A recent Taliban attack on a remote Afghan Uniform Police base highlighted the tactical difficulties that Afghan forces and the Coalition face. On multiple fronts throughout Afghanistan, the Taliban has proven capable of massing in broad daylight, overrunning Afghan outposts, bases, and district centers, often at night, and celebrating their victories, all without fear of being targeted by Afghan and Coalition air forces.
A video released by the Taliban, entitled “Mansoor Goozar,” underscored the Taliban’s ability to take the fight to Afghan forces, often with little to stand in their way. In the video, a large Taliban force traveled in a convoy to an assembly area during daylight. The convoy was clearly identifiable as Taliban; the trucks were flying the Taliban’s white flag and the fighters were well armed.

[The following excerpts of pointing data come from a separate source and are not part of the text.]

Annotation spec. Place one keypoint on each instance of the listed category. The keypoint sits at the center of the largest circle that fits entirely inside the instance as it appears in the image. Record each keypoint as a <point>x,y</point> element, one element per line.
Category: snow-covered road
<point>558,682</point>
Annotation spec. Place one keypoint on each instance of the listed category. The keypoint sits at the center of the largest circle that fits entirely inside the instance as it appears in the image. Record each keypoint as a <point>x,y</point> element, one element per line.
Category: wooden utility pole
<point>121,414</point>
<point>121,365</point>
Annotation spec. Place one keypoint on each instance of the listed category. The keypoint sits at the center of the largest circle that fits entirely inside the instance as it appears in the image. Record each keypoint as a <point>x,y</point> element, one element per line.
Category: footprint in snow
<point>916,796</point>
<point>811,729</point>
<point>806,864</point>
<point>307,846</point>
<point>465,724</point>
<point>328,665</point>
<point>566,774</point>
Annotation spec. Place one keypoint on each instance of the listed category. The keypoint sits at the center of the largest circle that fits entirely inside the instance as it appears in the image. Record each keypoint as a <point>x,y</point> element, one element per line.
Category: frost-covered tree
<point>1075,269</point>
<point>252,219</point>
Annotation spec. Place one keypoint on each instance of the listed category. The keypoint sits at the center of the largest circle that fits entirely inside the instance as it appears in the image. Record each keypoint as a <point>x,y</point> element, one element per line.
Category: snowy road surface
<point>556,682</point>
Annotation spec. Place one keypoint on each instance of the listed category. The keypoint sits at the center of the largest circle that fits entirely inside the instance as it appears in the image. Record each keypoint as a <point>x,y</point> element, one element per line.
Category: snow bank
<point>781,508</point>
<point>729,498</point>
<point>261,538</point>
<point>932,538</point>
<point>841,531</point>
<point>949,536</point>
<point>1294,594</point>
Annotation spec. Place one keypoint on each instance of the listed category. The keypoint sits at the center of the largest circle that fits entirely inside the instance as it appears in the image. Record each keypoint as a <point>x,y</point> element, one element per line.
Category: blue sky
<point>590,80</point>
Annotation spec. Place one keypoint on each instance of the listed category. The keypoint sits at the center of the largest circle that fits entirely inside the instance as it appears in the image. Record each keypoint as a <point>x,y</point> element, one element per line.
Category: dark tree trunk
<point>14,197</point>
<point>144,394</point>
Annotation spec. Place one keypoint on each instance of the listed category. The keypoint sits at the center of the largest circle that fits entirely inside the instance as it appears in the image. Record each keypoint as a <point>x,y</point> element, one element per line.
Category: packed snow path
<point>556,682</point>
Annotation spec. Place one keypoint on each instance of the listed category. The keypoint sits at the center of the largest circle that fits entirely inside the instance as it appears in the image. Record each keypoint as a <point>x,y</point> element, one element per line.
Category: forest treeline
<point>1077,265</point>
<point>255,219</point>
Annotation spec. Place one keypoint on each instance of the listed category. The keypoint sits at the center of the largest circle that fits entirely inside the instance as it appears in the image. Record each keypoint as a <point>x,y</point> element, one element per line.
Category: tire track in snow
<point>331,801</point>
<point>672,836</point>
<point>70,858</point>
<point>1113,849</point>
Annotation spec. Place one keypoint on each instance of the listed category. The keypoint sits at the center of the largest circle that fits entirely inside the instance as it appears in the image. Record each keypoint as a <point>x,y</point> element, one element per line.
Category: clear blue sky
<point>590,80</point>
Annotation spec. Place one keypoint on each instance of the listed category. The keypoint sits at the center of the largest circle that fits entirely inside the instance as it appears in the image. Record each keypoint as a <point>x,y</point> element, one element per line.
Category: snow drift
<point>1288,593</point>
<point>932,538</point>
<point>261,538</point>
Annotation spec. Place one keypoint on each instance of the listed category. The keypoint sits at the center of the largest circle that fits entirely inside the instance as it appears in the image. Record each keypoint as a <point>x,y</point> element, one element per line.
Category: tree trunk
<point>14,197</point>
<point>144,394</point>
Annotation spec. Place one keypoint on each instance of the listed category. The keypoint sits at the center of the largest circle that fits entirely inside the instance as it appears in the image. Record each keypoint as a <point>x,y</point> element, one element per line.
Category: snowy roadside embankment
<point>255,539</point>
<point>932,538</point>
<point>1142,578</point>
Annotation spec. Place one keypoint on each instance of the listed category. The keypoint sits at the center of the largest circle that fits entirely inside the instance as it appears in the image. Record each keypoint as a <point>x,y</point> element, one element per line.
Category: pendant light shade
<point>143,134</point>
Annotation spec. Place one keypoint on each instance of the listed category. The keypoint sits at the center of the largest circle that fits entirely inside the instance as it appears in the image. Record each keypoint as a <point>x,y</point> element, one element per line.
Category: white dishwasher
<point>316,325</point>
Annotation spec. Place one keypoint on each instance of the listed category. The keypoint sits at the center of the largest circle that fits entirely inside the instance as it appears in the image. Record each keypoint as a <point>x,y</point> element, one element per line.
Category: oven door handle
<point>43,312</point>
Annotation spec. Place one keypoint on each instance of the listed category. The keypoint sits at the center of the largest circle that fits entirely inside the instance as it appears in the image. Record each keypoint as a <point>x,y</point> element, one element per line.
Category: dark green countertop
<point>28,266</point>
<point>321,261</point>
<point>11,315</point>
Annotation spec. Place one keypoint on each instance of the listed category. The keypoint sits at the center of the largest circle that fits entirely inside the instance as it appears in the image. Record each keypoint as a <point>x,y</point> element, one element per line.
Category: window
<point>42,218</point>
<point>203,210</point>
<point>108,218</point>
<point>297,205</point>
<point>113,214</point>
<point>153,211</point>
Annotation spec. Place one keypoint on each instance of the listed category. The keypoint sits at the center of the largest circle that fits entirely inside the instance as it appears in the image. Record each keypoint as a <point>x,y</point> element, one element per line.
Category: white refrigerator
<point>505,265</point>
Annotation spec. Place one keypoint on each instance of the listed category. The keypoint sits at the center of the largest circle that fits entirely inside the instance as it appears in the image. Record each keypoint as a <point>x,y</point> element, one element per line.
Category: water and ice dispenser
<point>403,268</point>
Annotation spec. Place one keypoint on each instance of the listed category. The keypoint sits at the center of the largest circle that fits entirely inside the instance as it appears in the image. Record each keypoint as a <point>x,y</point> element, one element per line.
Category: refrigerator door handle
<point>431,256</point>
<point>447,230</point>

Once they reached their destination, the fighters stopped to pray. Again, this occurred in broad daylight. The Taliban then assembled for their assault of the Afghan Uniform Police base. During the attack, which began after dark, the Taliban coordinated their actions using radios and set up support by fire position to aid in the assault.
The Taliban force appeared to have easily overrun the Afghan police outpost. After entering the base, the Taliban fighters organized all of the weapons, ammunition, vehicles (including US supplied HUMVEEs and Ford Ranger pickup trucks) to flaunt on social media. The Taliban then pulled out of the base during daylight taking their spoils.
The entire operation – from assault, to filming the war loot, to withdrawal – took about a day. Afghan ground forces did not respond to the attack, nor did Coalition or Afghan air assets target the Taliban before, during, or after the raid, despite the fact that the Taliban convoy moving into and out of the outpost was easily identifiable and moving over desert terrain where civilian casualties would have been highly unlikely.
The results depicted in “Mansoor Goozar” are all too common. FDD’s Long War Journal has documented numerous attacks like this one, and the outcomes are all similar.
If the Coalition and the Afghan government hope to halt the Taliban’s gains and chip away at territory under the jihadist group’s control, attacks such as this one have to be stopped. The Taliban not only replenished its supply of war materials, but also demoralized Afghan forces while gaining massive propaganda footage and delegitimizing the Afghan government.
Ideally, a Taliban convoy assembling and operating in broad daylight would be hit by air power before reaching their target. However, if the Taliban succeeds in overrunning a base or district center, Afghan or Coalition aircraft should consider hitting them as they celebrate victory and raise the Taliban flag, or as they exit the base with their war bounty.
This would require increased communication between Afghan and Coalition forces. It oftentimes seems as if the Taliban, shown in the video using radios, communicate better with each other and are more well prepared than the Afghan forces.
While air strikes may be viewed as defensive or punitive, if the Afghan government wants to halt Taliban gains, the Taliban must be forced to pay a heavy price for massing and striking outposts, bases, and district centers. Hitting Taliban forces as they travel in convoys or after they overrun bases will force its military commanders to reconsider their tactics, which have proven successful in all areas of Afghanistan.